I’m not there yet. I wholeheartedly admit that I have a llooonnngg way to go to feel truly self-confident. And whilst I’ll still refrain from posting super unflattering images in which I believe I look disgusting (mainly to save your sight but also to avoid embarrassing myself), I am going to continue to encourage self-confidence in others.
Being a good person is awesome, but remember, in order to be selfless self-care is vital.
Having a goal to become physically healthier is amazing, but please do so to fulfil your own happiness – not to fulfil a vision of yourself you believe others would rather see.

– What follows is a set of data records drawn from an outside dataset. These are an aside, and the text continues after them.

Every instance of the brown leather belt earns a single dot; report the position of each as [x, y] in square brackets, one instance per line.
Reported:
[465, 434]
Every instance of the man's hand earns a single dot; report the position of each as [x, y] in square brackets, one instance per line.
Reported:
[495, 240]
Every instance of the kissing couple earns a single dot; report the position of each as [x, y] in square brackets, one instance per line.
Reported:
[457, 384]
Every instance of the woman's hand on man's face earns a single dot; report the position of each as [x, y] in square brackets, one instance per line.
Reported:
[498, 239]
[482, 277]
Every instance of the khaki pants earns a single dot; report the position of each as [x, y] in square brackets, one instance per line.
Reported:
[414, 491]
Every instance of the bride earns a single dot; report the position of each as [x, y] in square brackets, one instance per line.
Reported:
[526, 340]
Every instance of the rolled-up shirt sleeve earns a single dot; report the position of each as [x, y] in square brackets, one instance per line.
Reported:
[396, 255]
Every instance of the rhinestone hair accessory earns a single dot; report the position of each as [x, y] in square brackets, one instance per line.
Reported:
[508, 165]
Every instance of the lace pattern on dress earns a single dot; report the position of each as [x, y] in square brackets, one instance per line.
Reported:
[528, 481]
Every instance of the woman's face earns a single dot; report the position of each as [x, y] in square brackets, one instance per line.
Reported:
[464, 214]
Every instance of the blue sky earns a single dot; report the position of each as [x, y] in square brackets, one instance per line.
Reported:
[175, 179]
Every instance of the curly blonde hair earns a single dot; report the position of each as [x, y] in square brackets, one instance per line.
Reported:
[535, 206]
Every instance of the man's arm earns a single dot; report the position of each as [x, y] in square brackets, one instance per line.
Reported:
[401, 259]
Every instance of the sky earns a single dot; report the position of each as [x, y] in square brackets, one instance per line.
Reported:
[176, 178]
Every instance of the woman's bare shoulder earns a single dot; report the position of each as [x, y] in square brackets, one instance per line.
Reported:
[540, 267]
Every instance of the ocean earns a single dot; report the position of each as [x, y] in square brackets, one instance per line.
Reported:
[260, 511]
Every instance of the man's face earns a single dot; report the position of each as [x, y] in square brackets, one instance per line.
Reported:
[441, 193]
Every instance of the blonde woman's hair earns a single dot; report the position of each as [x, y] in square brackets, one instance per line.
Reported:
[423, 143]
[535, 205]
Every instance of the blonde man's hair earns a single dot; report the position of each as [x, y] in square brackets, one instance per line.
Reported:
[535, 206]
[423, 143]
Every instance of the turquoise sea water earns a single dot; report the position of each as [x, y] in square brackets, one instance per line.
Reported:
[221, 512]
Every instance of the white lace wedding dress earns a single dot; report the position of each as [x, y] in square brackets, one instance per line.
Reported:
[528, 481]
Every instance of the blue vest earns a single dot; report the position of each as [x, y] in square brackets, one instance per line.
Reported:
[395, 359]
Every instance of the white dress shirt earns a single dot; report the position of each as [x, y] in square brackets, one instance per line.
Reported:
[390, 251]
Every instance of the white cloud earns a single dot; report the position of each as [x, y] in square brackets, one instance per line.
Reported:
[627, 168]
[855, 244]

Lifestyle choices involving exercise and diet should bring you joy, not feel like torture. Find activities you enjoy, eat what makes you feel fantastic, and make the most of every moment instead of punishing yourself for not being the size you were when you were a teenager. Our bodies evolve as our lives move along at their natural pace. We should buy clothes to fit us, not change our bodies to make ourselves fit into clothes (after all, sizes are different depending on their manufacture and materials). When photographs are taken of us during good times, we ought to cherish the moment we were captured within, as opposed to regretting having that photograph taken – I’m sure older generations would give anything to have treasured memories captured forever in a timeless form.
Some days you’ll feel positive and productive, you will complete your to-do list then go on to accomplish everything extra you set out to. Other days, you may feel too exhausted to do much more than wear your scruffiest clothes, eat chocolate and simply survive. Do you know what? That is ok. In fact, we all need a rest sometimes – it’s ideal that is enjoyed before our bodies tire.
Despite what you tell yourself at times, you are beautiful.
Embrace who you are and celebrate your self.
We are all doing our best, let’s give ourselves some long overdue credit.
Anyways, that’s it from me for now; my apologies for the essay! Haha.